15 Temmuz’dan sonra Tokat’ta başlatılan soruşturma daha önce Ankara Cumhuriyet Başsavcılığı’na aktarılmıştı. FETÖ’nün kaymakamlar ve vali yardımcıları üzerindeki örgütlenmesinin ortaya çıkarılması yönelik soruşturmada artık sona doğru geliniyor.
Son bir yıl içinde bu konuda çokça yazıyı kaleme aldım.
Tokat’ta başlatılan ve dönemin başsavcısının görevden alınmasına neden olan soruşturmada savcılık örgütle bağı olan yüzlerce mülki idare amirinin varlığını tespit etmişti.
Gelişmeleri yakından izleyen gazeteci olarak, yaşananları okurlara aktarmaya çalıştım zaman içinde.

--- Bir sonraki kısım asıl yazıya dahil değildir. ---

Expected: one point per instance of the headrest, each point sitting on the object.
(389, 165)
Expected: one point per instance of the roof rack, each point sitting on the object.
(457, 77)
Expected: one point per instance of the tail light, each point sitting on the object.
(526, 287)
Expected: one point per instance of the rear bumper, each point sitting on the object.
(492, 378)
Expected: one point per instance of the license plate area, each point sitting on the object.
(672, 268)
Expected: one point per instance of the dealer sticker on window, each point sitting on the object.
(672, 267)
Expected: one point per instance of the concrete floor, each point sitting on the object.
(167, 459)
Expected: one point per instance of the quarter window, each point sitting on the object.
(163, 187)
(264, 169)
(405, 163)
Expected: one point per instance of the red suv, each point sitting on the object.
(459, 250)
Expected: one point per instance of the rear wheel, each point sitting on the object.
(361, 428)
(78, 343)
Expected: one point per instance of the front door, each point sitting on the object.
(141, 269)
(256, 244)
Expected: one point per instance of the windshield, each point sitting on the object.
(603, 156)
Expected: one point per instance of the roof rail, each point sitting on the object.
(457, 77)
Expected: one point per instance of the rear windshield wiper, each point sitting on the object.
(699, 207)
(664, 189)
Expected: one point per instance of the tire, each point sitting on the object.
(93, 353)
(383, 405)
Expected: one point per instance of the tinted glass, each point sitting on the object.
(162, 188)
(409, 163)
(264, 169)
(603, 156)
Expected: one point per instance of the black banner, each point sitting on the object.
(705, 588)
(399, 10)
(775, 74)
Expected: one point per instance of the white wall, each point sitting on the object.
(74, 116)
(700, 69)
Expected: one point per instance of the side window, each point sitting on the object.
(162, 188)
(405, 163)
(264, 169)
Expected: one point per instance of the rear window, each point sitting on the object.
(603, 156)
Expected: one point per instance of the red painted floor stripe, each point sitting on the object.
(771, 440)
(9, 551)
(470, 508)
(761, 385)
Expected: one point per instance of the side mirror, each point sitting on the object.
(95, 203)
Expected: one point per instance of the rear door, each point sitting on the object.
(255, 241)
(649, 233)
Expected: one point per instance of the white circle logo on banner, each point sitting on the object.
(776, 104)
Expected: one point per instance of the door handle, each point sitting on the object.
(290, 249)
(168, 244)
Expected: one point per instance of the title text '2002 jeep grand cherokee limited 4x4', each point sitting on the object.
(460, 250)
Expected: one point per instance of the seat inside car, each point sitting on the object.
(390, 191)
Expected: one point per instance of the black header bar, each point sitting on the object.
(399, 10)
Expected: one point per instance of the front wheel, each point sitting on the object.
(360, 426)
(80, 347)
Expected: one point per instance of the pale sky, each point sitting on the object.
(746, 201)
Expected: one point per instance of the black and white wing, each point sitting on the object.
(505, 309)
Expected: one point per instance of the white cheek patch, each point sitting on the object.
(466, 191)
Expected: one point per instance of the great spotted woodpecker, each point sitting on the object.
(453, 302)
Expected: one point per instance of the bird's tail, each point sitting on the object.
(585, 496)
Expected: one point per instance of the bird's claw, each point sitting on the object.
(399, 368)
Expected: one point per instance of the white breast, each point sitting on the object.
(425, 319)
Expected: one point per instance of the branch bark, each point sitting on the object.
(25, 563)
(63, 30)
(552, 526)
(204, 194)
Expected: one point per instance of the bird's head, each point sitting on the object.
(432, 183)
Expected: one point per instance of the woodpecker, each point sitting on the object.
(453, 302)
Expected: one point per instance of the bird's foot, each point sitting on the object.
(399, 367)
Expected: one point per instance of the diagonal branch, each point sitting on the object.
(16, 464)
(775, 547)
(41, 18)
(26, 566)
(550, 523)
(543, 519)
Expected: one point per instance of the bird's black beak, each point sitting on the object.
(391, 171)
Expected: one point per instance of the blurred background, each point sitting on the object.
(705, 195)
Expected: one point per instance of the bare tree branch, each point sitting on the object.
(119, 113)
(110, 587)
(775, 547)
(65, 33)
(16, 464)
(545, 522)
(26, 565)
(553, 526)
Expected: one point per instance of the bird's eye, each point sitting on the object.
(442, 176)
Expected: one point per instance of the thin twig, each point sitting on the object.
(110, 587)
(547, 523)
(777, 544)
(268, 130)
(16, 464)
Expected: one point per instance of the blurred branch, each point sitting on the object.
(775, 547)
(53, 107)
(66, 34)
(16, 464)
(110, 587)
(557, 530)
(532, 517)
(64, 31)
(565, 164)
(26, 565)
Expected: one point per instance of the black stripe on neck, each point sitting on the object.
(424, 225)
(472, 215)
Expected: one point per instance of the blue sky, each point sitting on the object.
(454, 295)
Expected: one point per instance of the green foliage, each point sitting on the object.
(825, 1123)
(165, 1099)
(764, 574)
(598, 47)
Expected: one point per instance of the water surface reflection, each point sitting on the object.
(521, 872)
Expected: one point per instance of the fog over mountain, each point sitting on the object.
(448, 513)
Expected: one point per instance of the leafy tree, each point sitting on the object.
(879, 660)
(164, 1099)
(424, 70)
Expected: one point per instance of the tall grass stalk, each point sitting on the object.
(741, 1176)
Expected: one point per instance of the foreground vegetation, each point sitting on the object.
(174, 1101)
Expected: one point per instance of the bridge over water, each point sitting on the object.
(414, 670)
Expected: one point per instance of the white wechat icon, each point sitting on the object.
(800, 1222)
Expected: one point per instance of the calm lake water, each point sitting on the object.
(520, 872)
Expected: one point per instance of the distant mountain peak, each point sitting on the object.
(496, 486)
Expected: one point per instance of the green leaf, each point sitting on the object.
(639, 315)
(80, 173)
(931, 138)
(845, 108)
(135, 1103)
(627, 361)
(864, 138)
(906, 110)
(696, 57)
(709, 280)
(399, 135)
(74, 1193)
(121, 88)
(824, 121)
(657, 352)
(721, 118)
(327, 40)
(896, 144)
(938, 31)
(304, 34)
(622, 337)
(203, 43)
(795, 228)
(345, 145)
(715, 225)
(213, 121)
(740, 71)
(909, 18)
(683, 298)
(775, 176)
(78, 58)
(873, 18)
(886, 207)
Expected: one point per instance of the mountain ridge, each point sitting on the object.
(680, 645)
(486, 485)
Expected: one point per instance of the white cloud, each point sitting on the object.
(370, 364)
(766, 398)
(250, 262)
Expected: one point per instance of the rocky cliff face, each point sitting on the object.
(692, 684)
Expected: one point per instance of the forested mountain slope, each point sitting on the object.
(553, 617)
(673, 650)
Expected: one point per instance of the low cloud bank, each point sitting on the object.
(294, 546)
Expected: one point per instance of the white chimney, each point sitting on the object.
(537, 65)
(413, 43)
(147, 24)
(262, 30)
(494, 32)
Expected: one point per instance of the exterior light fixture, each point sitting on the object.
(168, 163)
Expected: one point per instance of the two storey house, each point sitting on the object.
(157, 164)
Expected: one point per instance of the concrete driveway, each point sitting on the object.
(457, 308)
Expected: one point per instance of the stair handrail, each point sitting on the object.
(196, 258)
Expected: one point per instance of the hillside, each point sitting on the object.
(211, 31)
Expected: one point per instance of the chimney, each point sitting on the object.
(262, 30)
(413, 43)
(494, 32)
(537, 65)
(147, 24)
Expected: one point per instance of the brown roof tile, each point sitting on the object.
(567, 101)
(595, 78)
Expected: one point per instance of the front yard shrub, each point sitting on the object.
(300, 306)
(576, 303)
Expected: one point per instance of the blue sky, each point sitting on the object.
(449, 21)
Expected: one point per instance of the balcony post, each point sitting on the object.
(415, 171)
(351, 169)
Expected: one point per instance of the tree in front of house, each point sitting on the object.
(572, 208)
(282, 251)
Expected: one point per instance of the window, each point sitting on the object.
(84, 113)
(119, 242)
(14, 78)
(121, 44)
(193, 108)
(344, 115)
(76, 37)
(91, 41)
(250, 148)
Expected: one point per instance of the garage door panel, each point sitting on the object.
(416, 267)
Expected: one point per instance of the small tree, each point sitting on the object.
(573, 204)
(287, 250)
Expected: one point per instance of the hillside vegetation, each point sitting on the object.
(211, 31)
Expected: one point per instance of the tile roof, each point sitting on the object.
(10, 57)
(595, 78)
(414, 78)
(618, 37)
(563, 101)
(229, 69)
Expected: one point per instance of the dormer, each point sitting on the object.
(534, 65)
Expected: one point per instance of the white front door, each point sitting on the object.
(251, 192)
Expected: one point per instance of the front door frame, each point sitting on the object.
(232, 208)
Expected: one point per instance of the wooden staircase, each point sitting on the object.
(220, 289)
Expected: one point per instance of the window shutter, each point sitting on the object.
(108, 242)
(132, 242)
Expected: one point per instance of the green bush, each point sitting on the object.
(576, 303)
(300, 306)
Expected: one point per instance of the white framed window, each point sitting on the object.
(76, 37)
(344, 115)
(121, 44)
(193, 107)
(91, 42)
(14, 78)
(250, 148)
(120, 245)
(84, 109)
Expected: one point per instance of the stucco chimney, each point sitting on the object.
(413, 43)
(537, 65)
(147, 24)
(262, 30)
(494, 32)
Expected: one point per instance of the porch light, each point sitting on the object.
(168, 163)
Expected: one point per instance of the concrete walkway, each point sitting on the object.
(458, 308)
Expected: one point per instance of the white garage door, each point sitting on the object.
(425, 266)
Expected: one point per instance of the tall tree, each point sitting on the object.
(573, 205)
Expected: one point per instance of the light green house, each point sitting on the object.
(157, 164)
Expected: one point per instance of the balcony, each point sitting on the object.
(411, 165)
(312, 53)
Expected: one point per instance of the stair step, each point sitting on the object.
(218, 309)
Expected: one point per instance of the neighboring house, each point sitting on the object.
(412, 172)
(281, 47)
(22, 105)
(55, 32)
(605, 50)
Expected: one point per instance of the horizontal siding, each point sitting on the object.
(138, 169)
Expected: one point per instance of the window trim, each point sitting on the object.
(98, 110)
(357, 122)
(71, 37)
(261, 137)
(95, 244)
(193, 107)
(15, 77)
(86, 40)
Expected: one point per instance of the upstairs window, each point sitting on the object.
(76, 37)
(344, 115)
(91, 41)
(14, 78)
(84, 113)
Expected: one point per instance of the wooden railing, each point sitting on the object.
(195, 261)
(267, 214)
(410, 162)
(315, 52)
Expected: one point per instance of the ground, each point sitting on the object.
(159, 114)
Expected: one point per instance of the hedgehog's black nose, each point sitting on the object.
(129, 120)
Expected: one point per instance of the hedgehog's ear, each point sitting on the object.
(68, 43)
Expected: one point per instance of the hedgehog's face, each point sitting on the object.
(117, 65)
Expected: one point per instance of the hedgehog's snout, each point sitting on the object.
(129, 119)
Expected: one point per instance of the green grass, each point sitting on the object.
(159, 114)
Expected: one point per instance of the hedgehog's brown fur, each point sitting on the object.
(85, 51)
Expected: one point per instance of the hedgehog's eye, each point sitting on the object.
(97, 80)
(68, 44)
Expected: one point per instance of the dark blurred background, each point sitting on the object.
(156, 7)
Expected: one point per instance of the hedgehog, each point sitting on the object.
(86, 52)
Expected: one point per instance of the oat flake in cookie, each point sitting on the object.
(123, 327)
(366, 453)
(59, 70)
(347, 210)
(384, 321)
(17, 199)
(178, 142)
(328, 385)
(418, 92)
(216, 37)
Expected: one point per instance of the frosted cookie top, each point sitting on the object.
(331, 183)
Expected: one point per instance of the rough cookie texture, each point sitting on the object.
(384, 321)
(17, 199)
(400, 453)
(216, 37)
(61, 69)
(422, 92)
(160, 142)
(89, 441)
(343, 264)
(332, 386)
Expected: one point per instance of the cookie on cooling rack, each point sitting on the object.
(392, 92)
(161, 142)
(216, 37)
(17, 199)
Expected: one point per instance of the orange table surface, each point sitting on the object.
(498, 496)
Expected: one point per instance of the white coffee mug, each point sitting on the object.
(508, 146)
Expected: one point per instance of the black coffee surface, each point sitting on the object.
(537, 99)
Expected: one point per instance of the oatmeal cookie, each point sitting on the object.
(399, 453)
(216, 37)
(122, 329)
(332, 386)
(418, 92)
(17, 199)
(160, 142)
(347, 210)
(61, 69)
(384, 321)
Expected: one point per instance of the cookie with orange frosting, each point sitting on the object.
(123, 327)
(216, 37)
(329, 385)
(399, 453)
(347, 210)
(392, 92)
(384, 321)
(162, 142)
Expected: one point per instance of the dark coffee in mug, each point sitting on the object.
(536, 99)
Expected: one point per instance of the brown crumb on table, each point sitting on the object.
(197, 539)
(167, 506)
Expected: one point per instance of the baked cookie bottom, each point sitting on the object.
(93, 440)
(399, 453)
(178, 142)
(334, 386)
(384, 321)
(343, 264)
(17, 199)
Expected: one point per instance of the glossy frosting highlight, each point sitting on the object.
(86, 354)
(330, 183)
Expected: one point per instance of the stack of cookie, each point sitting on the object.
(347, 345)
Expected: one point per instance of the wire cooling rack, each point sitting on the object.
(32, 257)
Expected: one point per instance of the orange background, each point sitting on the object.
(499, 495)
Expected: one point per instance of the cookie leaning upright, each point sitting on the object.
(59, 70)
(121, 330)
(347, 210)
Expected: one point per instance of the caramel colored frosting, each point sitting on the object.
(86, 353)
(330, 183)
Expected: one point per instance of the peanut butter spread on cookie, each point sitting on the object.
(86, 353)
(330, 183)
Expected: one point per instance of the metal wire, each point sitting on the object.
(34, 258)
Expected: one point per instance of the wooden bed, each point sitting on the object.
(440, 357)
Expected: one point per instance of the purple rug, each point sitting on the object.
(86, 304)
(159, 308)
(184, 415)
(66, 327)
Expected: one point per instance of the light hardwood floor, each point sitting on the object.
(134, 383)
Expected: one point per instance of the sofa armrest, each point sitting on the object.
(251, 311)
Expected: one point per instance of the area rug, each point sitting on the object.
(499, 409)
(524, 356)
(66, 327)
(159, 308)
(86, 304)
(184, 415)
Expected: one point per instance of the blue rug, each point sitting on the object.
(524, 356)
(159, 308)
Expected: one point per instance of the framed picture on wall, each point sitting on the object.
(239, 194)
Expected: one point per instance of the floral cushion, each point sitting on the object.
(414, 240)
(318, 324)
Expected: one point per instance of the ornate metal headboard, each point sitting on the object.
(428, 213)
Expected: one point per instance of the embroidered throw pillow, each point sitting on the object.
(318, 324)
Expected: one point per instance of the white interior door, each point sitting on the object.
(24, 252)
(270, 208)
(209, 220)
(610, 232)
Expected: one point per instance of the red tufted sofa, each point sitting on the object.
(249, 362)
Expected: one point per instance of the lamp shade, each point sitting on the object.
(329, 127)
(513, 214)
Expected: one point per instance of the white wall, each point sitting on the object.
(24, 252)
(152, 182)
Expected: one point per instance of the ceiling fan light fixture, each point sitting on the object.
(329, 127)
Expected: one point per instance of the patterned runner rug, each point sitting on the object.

Tokat’ta başlayan süreçten bugüne kadar geçen dönemde, İçişleri Bakanlığı içerisinde kimlerin bu işlerle yakından ilgilendiğini de isim isim gündeme getirdim.
Sürecin tarafları şu ana kadar üç maymunu oynayıp sessizliklerini koruyorlar. Ancak zamanla bu isimler de yargının muhatabı olacak.
Tokat’ta elde edilen bilgilerin tam olarak soruşturmaya dönüşmemesi sebebiyle AKP içinde başlatılan tepkiler üzerine İçişleri Bakanlığı artık daha fazla durumu gizleyememişti.
Hele ki eski AKP milletvekili Mehmet Metiner’in sosyal medya paylaşımında İçişleri Bakanı Soylu’yu doğrudan hedef almasıyla birlikte tozlu raflarda bekletilen cemaatle bağı olan mülki idare amirleri dosyaları ele alınmaya başlandı.
Savcılık zaten kendi sürecini yürütüyordu. Fakat bakanlık haklarında iddia olan pek çok kaymakam ve vali yardımcısını görevde tutmaya ısrar ediyordu!
Nedeni bilinmez elbette, mutlaka bir gerekçesi vardır!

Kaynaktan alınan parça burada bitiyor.